Valeri ist ein mobiler Assistenzroboter in der Flugzeugindustrie und arbeitet im direkten Umfeld des Menschen.
(Bild: Kuka)

Die produzierende Industrie in Deutschland steht vor großen Herausforderungen. Um die weltweit führende Position zum Beispiel im Maschinen- und Automobilbau zu halten, muss Herausforderungen wie dem demografischen Wandel und der Verbesserung der Wirtschaftlichkeit durch erhöhte Flexibilität und Effizienz begegnet werden. Ein wesentlicher Ansatz zur Bewältigung der Herausforderungen und Erreichung der vorgenannten Ziele besteht in der Assistenzrobotik und der Mensch-Roboter-Kollaboration: Durch das Zusammenführen der Stärken der Automatisierungs- beziehungsweise Robotertechnik, wie Präzision, hohe Handhabungslasten und ununterbrochener Einsatz, mit den motorischen, sensorischen sowie perzeptiven und kognitiven Fähigkeiten des Menschen besteht ein immenses Verbesserungspotential für zukünftige Produktions- und Montagesysteme und der Logistik.

Die Assistenzrobotik mit stationären Robotern hält bereits Einzug in die Produktion. Neue technische Entwicklungen aus der Robotik und Sensorik ermöglichen erste Applikationen. Zudem wurden die relevanten Normen überarbeitet und die Randbedingungen für die Umsetzung von Anwendungen mit Mensch-Roboter-Kollaboration konkretisiert. Darüber hinaus besteht großer Bedarf an autonomen, mobilen Assistenzrobotern, die in der Produktion zum Einsatz kommen und komplexe und vielfältige Aufgaben übernehmen beziehungsweise den Menschen unterstützen. Um mobile Assistenzroboter im industriellen Umfeld zum Einsatz zu bringen, müssen weit mehr Herausforderungen als bei stationären Robotern beherrscht werden, wie die zuverlässige Navigation, die Umgebungs- und Objekterkennung bei unterschiedlichsten Umgebungs- und Lichtbedingungen und die Aufgabenplanung und -ausführung mit hoher Zuverlässigkeit. Gleichzeitig werden kognitive Funktionen des Assistenzroboters unverzichtbar, um die notwendigen Anforderungen an die Autonomie des Systems zu erfüllen und die Systeme wirtschaftlich für unterschiedliche Anwendungen einsetzen zu können. Die Einsatzbereiche der mobilen Assistenzroboter umfassen zum Beispiel die Intralogistik, Hol- und Bringdienste, die Bestückung von Maschinen sowie Montage- und Prüfaufgaben.
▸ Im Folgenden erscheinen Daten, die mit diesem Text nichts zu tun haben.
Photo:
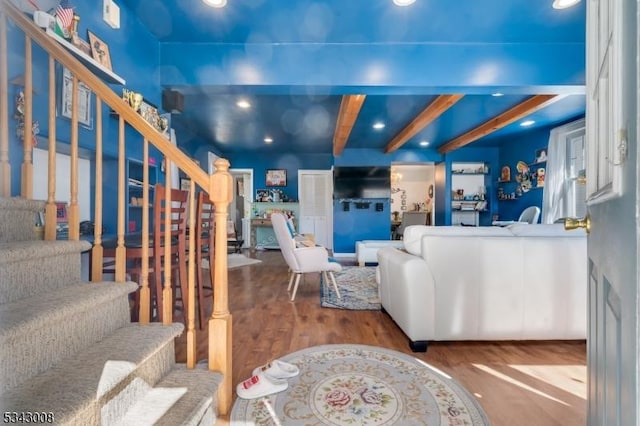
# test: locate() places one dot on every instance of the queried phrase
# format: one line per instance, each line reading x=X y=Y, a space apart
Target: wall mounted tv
x=361 y=182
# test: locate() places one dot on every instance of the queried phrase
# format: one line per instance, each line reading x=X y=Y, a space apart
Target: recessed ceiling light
x=403 y=2
x=563 y=4
x=215 y=3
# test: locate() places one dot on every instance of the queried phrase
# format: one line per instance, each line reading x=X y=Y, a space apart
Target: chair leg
x=295 y=288
x=184 y=283
x=292 y=275
x=335 y=285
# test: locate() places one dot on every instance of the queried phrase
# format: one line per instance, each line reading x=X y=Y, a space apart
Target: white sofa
x=521 y=282
x=367 y=250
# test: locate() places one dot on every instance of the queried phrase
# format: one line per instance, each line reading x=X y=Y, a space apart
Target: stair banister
x=191 y=303
x=5 y=166
x=220 y=324
x=97 y=250
x=145 y=294
x=26 y=177
x=74 y=208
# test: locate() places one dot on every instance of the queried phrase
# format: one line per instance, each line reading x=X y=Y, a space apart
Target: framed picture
x=541 y=155
x=61 y=212
x=276 y=177
x=81 y=44
x=84 y=100
x=185 y=184
x=99 y=51
x=263 y=196
x=505 y=174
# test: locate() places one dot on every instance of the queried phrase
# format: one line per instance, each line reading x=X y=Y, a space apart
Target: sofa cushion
x=413 y=234
x=546 y=230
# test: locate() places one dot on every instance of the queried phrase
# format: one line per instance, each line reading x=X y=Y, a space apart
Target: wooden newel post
x=220 y=341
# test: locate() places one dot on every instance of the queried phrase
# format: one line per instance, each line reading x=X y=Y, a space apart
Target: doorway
x=412 y=190
x=240 y=207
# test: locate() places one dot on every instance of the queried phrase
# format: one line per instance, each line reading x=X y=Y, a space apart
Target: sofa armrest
x=407 y=293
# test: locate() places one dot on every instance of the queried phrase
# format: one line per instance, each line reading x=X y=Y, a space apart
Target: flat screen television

Auch hinsichtlich der intuitiven Mensch-Roboter-Interaktion und der sicheren Mensch-Roboter-Kollaboration müssen bei mobilen Assistenzrobotern neue technische Lösungen gefunden und umgesetzt werden.
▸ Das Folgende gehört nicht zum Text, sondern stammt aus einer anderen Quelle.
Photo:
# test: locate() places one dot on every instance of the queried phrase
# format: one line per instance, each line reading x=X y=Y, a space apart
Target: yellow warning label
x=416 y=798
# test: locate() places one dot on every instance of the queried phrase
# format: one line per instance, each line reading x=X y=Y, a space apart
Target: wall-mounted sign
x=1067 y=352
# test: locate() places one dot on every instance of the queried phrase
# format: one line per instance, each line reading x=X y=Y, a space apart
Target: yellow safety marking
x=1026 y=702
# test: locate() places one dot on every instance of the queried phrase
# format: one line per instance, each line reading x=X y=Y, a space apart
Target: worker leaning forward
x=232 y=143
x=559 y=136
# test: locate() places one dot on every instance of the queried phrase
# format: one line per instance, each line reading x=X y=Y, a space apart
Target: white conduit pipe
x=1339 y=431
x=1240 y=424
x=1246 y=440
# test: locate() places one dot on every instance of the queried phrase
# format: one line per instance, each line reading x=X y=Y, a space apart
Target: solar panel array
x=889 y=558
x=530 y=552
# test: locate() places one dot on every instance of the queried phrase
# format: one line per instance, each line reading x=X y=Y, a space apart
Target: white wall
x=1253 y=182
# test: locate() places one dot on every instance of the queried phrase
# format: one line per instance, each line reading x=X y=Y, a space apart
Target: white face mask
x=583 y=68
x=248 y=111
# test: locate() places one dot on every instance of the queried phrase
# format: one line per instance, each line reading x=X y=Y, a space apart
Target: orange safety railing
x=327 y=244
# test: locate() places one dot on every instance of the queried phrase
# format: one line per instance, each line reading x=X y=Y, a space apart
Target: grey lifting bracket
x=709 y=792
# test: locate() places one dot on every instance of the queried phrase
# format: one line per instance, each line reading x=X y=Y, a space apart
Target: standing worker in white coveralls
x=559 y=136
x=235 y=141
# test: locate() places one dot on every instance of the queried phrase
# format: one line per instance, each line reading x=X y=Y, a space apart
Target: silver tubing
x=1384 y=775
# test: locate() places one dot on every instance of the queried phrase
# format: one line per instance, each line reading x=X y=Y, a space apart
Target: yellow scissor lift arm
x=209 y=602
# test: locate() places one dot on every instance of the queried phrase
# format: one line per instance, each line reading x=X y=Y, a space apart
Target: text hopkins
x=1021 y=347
Das Fraunhofer-IFF forscht seit vielen Jahren erfolgreich auf den Gebieten der intelligenten Robotik, der sicheren Mensch-Roboter-Kollaboration und der mobilen Assistenzrobotik und verfolgt dabei einen ganzheitlichen Einsatz. Dabei entstehen neue Technologien, die in naher Zukunft ihren Weg in die Industrie finden werden.
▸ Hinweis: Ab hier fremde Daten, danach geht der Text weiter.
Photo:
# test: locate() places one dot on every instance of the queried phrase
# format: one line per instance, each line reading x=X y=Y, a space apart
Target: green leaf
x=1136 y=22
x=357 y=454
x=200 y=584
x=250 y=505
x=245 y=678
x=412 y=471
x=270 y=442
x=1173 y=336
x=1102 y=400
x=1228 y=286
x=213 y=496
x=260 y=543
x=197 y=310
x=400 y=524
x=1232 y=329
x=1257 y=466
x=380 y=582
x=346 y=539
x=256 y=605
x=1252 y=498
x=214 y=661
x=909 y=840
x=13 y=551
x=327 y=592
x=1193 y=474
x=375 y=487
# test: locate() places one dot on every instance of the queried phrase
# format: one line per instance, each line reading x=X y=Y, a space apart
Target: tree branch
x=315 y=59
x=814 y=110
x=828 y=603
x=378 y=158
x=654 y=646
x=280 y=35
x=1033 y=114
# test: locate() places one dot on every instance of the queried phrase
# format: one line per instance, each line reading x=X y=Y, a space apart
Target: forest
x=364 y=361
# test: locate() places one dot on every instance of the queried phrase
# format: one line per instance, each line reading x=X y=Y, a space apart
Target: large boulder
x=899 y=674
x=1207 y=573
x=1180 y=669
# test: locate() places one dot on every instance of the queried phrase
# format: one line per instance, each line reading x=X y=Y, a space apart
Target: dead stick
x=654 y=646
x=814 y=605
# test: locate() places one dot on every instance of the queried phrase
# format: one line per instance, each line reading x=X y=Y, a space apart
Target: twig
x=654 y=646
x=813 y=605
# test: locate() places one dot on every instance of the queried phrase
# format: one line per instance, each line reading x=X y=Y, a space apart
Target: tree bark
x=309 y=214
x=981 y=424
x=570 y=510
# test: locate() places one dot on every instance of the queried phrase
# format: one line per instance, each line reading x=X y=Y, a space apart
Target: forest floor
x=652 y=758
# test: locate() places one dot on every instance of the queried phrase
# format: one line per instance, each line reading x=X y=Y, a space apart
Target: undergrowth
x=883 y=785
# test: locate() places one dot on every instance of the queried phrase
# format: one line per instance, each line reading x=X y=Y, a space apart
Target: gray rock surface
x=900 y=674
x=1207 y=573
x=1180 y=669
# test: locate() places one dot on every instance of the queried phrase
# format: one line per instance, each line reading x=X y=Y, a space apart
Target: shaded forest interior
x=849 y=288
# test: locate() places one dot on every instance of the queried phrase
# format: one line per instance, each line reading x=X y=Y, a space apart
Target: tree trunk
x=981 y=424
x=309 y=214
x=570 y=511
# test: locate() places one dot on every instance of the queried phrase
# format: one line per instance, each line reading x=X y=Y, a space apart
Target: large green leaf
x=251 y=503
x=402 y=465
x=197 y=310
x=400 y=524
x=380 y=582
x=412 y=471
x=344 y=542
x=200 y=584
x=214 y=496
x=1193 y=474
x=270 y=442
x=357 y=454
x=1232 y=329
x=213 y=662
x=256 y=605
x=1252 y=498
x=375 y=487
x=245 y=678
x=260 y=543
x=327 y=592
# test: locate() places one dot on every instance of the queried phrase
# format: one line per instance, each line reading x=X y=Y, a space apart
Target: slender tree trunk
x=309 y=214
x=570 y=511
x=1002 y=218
Nachfolgend werden aktuelle Projekte und Entwicklungen zur mobilen Assistenzrobotik und sicheren Mensch-Roboter-Kollaboration am Fraunhofer-IFF vorgestellt.

Annie, der intelligente Assistenzroboter der Zukunft

Die Umsetzung eines technisch hochkomplexen mobilen Assistenzroboters für vielfältige industrielle Applikationen stellt eine große Herausforderung dar. Unter anderem sind intelligente Softwaresysteme notwendig, die eine Vielzahl von Basisfertigkeiten des Assistenzroboters wie Navigation, Objekterkennung, Bahnplanung und vieles mehr zuverlässig zur Verfügung stellen. Diese Basisfertigkeiten unterscheiden sich grundlegend von typischen Grundfunktionen der heutigen Roboterprogrammierung. Beispielsweise müssen Autonomiefunktionen die jeweilige Adaption von situationsabhängigen Roboterbewegungen mithilfe von automatischen Planungsverfahren auf Basis der Sensordaten umsetzen. Um diese Forschungsaufgaben umfassend anzugehen, hat das Fraunhofer-IFF den Assistenzroboter Annie entwickelt. Als leistungsfähige Assistenzroboterplattform auf dem neusten Stand der Technik kombiniert sie universelle Aktorik, leistungsfähige Sensorik und eine intelligente Softwareumgebung inklusive integrierter Entwicklungswerkzeuge. Bei der Entwicklung von Annie fließen auch umfangreiche Entwicklungen aus von der EU oder dem BMBF geförderten Forschungsvorhaben ein.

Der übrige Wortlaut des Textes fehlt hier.